Montes also agree that QLDB is similar to a conventional database and adds that its cryptographic function still makes it less secure than blockchains.
“Cryptography may calm down some users but doesn’t provide the security and robustness that a blockchain provides. [It is more] like a marketing tool.”
Furthermore, the truth that a central authority oversees the whole procedure could make it less dependable among competing companies:
“Imagine six banks of the same size trusting one of them (a competitor) to hold a ‘cryptographically linked-list’ that they can verify. They simply won’t trust it. [Instead], they’d end up creating their own data store and then checking data versions daily. Cryptography is there in part to verify things, but when you can’t even do that, it falls short.”
So who are the potential users of the QLDB solution from Amazon? Maybe those who became skeptical of the blockchain buzzword when the hype began to settle, Shani suggests:
“Some believe in that as much as Satoshi and some don’t want to hear about decentralization, possibly because of the bad reputation it had and the excessive amount of speculators in the cryptosphere.
“It’s marketing buzz, we see it with artificial intelligence and [the] Internet of Things, too.

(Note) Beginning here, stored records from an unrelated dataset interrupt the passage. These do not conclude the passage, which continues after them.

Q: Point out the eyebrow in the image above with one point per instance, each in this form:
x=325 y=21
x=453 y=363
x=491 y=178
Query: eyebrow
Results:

That may continue to happen until creating a real decentralized blockchain is as easy as creating a database today.”
Therefore, greater adoption occurs with the further development of blockchain. It could take longer for decentralization to become a more trusted solution among companies that want to protect their data from tampering: “Decentralization of trust as a concept is something that could fundamentally disrupt some industries, but it’ll take time until we get there. The public and the regulators would have to change their mindset in order for that to happen fully […] Meanwhile, the use of blockchain-like applications and tokenization of assets is already a big jump to many industries and will ease the change into blockchains in the long run.”
Amazon Managed Blockchain, announced together with the QLDB, “makes it easy to create and manage scalable blockchain networks using Hyperledger Fabric and Ethereum’s popular open source frameworks,” but also functions with QLDB itself, as per the company’s website.
In addition, Amazon argues that the product automatically scales depending on the needs of specific applications and is used in certificate management, inviting new users to the network and tracing metrics such as memory and storage resources and computer use. AWS CEO Andy Jassy believes that this service “is going to make it much easier to use the two most popular blockchain frameworks [Ethereum and Hyperledger Fabric].”
Shani questions this case by stating that Ethereum and Hyperledger blockchains in the present circumstances of the industry are already “simply” recognized. The blockchain researcher also stresses the ambiguity of the press release of Amazon:
“Governance in distributed protocol is an important aspect, but it’s unclear in what manner Amazon achieves this. If they implemented it in a centralized manner, how different is that from QLDB?”
Montes, in turn, does not think that a managed blockchain service offering can be long – term since “it limits open scalability (in a network – based technology) by locking it into a single cloud provider.” In any case, such solutions could be convenient for testing and proof – of – concept (PoC) operations.
Nevertheless, the fact that a company as large as Amazon has unveiled new blockchain products may appear a healthy symbol to the industry.
“From a macro point of view, the more research and development being done around Ethereum, the more the protocol strengthens and grows into a global adoption as a standard,” Shani concludes.